Cependant, la direction ne parvient pas toujours à ses fins. Ainsi, le 31 juillet dernier à Morlaix, après plus de deux ans de conflit avec grèves et manifestations, c'est France Télécom qui a renoncé à muter les 28 travailleurs du pôle d'assistance technique à Brest.

Reste que les restructurations s'inscrivent dans une politique que France Télécom mène depuis sa transformation en société anonyme en 1996. Elle est parvenue à réduire les effectifs de 160 000 salariés à 100 000, bien que plus des deux tiers du personnel aient le statut de fonctionnaires qui, en théorie, les protège contre les licenciements. Après plusieurs plans de départ en préretraite entre 1995 et fin 2005, France Télécom en est venue aux pressions pour que certains quittent « volontairement » l'entreprise. Ils ont en principe la possibilité de trouver un autre emploi dans la fonction publique, les directions départementales de l'équipement par exemple, mais celles-ci sont aussi en pleine réorganisation avec réduction d'effectifs...

S'accrocher à son emploi n'est pas non plus évident, car cela signifie endurer la suppression de sites dans de nombreuses villes de province avec des kilomètres à avaler chaque jour ou un déménagement à la clé. Il n'y a souvent pas d'autre choix que de changer complètement d'activité, par exemple pour des techniciens obligés de rejoindre des centres d'appels ou bien de s'investir dans des activités commerciales où les anciens sont mis en concurrence avec des jeunes en contrat précaire.
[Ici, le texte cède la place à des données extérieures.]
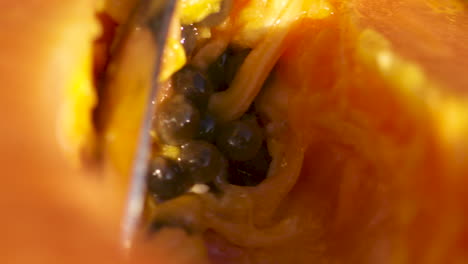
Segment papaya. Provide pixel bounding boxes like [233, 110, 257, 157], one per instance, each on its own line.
[0, 0, 467, 264]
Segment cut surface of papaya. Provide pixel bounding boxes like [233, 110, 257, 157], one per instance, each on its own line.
[0, 0, 468, 264]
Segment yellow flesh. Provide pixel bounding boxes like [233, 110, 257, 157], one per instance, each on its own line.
[57, 0, 101, 164]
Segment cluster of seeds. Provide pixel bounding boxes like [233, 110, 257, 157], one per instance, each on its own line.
[147, 48, 272, 202]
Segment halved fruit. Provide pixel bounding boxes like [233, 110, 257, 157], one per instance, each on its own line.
[1, 0, 467, 264]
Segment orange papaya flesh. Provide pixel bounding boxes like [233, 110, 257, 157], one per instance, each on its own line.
[0, 1, 193, 263]
[202, 1, 468, 263]
[1, 0, 468, 264]
[356, 0, 468, 95]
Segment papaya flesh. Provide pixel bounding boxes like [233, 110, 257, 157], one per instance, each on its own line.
[0, 0, 468, 264]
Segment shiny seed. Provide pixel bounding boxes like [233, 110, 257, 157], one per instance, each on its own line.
[178, 140, 227, 183]
[197, 112, 217, 142]
[155, 95, 200, 145]
[227, 143, 271, 186]
[147, 156, 193, 201]
[173, 66, 212, 109]
[216, 117, 263, 161]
L'ensemble des salariés est visé, y compris les cadres qui se voient fixer des objectifs de plus en plus souvent hors de portée. Que certains craquent n'est donc pas le fait du hasard.
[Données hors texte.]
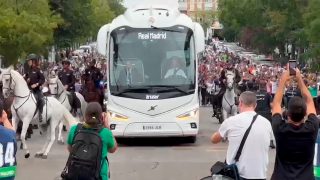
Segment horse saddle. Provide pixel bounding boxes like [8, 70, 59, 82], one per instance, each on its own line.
[67, 93, 81, 109]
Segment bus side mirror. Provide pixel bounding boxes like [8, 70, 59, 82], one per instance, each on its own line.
[194, 22, 205, 56]
[97, 24, 110, 57]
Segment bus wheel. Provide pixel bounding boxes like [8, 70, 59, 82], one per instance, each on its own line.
[186, 136, 197, 143]
[200, 176, 213, 180]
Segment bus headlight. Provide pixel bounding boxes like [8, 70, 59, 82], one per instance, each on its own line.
[107, 111, 129, 121]
[177, 109, 199, 120]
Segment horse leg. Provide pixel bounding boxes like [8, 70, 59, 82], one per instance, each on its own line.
[42, 119, 59, 159]
[222, 109, 228, 123]
[35, 126, 49, 158]
[57, 121, 64, 145]
[20, 118, 31, 158]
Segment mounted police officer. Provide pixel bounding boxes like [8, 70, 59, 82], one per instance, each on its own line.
[23, 54, 34, 79]
[58, 60, 79, 115]
[26, 54, 45, 122]
[220, 62, 241, 85]
[84, 59, 103, 88]
[83, 59, 104, 107]
[218, 62, 241, 105]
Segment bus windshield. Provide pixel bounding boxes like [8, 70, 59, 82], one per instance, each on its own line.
[109, 26, 195, 99]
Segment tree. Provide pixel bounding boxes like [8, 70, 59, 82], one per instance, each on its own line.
[303, 0, 320, 70]
[0, 0, 61, 65]
[218, 0, 309, 59]
[89, 0, 115, 38]
[50, 0, 125, 48]
[51, 0, 93, 48]
[108, 0, 126, 17]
France Télécom ne pouvait plus passer sous silence la fréquence des suicides, les témoignages des collègues touchés par les drames, le contenu de plusieurs lettres d'adieu mettant en cause les conditions de travail. La direction a donc changé son fusil d'épaule. Les personnes fragiles ? Elle dit s'en occuper. La hiérarchie est désormais formée « à la détection des signaux faibles », indices laissant soupçonner qu'un salarié se trouve en difficulté individuelle. Dans ce cas, il est orienté vers des « espaces d'écoute et d'accompagnement ».
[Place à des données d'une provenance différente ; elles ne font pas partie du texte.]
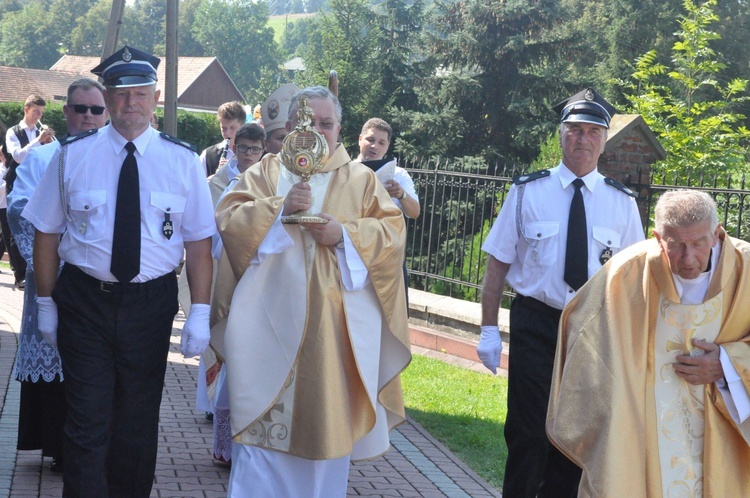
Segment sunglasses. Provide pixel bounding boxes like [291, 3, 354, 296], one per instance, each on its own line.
[70, 104, 106, 115]
[236, 144, 262, 155]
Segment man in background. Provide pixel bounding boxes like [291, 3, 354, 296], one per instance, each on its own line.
[7, 77, 108, 474]
[355, 117, 420, 220]
[260, 83, 299, 155]
[3, 94, 56, 288]
[200, 101, 246, 177]
[479, 88, 645, 496]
Mais la direction ne veut pas entendre parler de prise en compte collective des problèmes, préférant bien entendu insister sur la composante individuelle d'un suicide. Or, la politique de France Télécom favorise évidemment les actes de désespoir. Cette politique pourrait aussi provoquer des retours de bâton, bien au-delà d'une journée pour marquer son émotion ou son indignation face aux suicides découlant des conditions de travail que vivent une centaine de milliers de personnes. C'est en tout cas ce qui est à souhaiter face à une direction de combat qui, pour tenir son rang au sein des entreprises cotées en Bourse, joue avec les nerfs et parfois avec la peau des travailleurs.